De directeur van de basisschool: ‘Hebben die mensen van de spellingcommissie er wel aan gedacht hoeveel zo’n spellingverandering een basisschool kost? De schoolboeken alleen al vormen een uitgave van zo’n 50 euro per kind. Dat lijkt weinig maar vermenigvuldig dat maar eens met het aantal kinderen. Het wordt helemaal onbetaalbaar als we ook alle boeken uit de bibliotheek moeten vervangen.’

Ja, die bibliotheken, hoe zit het daarmee? De leraar Nederlands: ‘Straks zitten we met literaire werken en naslagwerken uit drie verschillende spellingperiodes. We kunnen toch niet om de tien jaar de hele bibliotheek vernieuwen!’

Niet te veel belang aan hechten dus? Daar zijn de onderwijzers het niet mee eens: ‘Eigenlijk werd spellen in de leerplannen lange tijd verwaarloosd ten voordeel van communicatieve vaardigheden. Goed kunnen praten, je correct uitdrukken is heel belangrijk. Maar wij zagen correct schrijven echt bergaf gaan. Daarom zit spellen weer in het pakket. Er wordt wel een paar uur per week besteed aan spellen. Trouwens, het spellingcijfer staat op het rapport en de ouders hechten daar veel belang aan.’

Goede wil

‘De meeste mensen hebben op school heel veel tijd besteed aan goed leren spellen en als ze dan eindelijk foutloos kunnen schrijven, verandert de spelling weer’, zegt professor Smedts. ‘Dat hoeft voor hen dus niet. Tegen spellingverandering pleit ook dat de opeenvolgende spellingcommissies er maar niet in slagen de regels consequent te maken. In 1881 werd ‘Middeleeuwen’ geschreven, in 1954 ‘middeleeuwen’, in 1995 kwam de hoofdletter weer en in 2005 wordt het weer ‘middeleeuwen’. Zo zijn er veel woorden waar de spelling van de ene verandering naar de andere wiebelt.’

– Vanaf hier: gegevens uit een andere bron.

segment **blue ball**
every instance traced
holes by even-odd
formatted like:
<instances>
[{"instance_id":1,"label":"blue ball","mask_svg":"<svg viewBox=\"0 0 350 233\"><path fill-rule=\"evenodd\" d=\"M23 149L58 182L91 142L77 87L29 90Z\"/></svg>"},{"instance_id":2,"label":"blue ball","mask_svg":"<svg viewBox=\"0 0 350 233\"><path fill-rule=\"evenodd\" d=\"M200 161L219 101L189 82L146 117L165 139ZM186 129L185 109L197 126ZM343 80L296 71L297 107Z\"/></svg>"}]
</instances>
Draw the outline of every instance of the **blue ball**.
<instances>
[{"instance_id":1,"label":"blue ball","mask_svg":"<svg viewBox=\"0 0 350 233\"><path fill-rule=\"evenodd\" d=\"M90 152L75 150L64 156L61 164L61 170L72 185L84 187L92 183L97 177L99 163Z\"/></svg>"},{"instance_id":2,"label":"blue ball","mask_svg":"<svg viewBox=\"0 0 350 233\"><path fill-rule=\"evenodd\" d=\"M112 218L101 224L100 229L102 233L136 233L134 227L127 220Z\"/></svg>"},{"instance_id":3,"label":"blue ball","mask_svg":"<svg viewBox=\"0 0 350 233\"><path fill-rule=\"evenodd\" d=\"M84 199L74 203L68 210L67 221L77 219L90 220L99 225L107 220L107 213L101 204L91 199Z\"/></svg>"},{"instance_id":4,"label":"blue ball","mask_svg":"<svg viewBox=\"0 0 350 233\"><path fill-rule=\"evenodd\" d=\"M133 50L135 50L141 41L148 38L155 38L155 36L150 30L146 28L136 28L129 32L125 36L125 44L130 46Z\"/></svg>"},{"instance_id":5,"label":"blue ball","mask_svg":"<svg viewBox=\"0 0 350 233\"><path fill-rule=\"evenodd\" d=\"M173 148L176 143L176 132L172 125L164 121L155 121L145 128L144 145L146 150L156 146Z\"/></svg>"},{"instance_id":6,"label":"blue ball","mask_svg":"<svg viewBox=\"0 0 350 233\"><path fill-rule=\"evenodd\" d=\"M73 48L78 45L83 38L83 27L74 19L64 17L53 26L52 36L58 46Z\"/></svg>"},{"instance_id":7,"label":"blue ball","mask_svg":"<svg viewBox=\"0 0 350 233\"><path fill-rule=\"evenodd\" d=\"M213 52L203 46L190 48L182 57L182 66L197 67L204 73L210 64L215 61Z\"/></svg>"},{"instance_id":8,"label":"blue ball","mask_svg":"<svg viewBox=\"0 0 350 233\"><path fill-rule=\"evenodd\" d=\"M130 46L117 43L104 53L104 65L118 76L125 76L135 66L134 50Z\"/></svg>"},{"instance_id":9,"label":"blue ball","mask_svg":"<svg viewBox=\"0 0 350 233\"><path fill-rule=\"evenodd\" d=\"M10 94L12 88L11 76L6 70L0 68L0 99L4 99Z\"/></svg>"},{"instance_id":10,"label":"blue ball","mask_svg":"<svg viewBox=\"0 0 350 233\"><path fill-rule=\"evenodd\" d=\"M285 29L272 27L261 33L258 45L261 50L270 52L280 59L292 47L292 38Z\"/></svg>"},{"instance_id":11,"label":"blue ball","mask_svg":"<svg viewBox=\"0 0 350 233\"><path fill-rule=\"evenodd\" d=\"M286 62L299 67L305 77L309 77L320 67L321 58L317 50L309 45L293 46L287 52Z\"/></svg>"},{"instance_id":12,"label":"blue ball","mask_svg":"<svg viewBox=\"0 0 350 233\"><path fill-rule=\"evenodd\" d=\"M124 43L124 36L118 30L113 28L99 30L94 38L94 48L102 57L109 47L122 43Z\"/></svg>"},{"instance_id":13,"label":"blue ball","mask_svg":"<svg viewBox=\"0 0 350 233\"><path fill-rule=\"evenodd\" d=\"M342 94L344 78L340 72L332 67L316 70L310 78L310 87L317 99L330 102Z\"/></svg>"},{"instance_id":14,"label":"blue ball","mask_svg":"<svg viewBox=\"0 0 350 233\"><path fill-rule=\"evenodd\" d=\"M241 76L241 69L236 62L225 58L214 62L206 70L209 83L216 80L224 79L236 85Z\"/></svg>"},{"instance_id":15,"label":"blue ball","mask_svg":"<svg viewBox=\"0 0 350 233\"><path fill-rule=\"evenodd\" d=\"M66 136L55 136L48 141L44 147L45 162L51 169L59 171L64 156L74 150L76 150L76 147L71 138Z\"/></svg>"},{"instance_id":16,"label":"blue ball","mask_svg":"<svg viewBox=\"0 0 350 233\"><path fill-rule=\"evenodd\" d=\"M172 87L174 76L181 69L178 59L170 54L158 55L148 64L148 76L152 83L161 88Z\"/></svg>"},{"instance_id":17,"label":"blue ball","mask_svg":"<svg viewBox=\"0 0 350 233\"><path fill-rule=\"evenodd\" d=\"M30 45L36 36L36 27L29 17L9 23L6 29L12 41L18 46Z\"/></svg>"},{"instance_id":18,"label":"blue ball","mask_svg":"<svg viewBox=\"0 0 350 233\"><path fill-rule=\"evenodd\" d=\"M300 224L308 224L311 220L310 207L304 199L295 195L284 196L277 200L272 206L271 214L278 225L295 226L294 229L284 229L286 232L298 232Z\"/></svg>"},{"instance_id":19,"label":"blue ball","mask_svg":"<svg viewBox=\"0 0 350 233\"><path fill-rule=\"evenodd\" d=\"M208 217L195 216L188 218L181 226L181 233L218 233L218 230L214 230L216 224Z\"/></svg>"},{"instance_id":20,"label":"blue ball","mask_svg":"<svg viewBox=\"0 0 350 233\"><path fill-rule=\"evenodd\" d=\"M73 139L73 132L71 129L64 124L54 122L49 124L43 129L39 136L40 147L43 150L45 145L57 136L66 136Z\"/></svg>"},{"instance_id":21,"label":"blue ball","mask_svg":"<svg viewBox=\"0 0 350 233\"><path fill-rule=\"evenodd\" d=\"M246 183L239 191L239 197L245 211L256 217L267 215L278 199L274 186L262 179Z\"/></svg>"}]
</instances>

‘Op zich is het geen slecht idee om elke tien jaar het Groene Boekje te updaten, vindt onderzoeker Creten. Maar door voortdurend kleine veranderingen door te voeren, verdwijnt de goede wil bij de spellers. Neem bijvoorbeeld de regels voor de tussen-n. In 1995 zijn daar erg ongelukkige uitzonderingsregeltjes ingeslopen. Een verandering is voor die kwestie enkel zinvol als we een heldere regel formuleren en alle uitzonderingen eruit gooien. Waarom bijvoorbeeld geen regel: schrijf een tussen-n als je ze hoort?’

Zou het dan toch beter zijn om radicaal te kiezen voor de fonetische spelling, op basis van de uitspraak dus? Negeer alle protest en op naar ‘sjampanje’ en ‘kompjoeter’?

‘Voor een kind dat leert spellen zou dat zeker veel gemakkelijker zijn’, zegt Willy Smedts. Trouwens, als ik zie hoeveel tijd in het onderwijs gaat naar spelling, dan denk ik weleens dat we die toch beter zouden kunnen gebruiken om jonge mensen en kinderen taalvaardiger te maken. En dat is dan weer een argument om de spelling zo eenvoudig mogelijk te maken zodat ze snel kan worden aangeleerd.’

Maar dat willen we niet. Dan toch maar elke tien jaar dezelfde discussie voeren?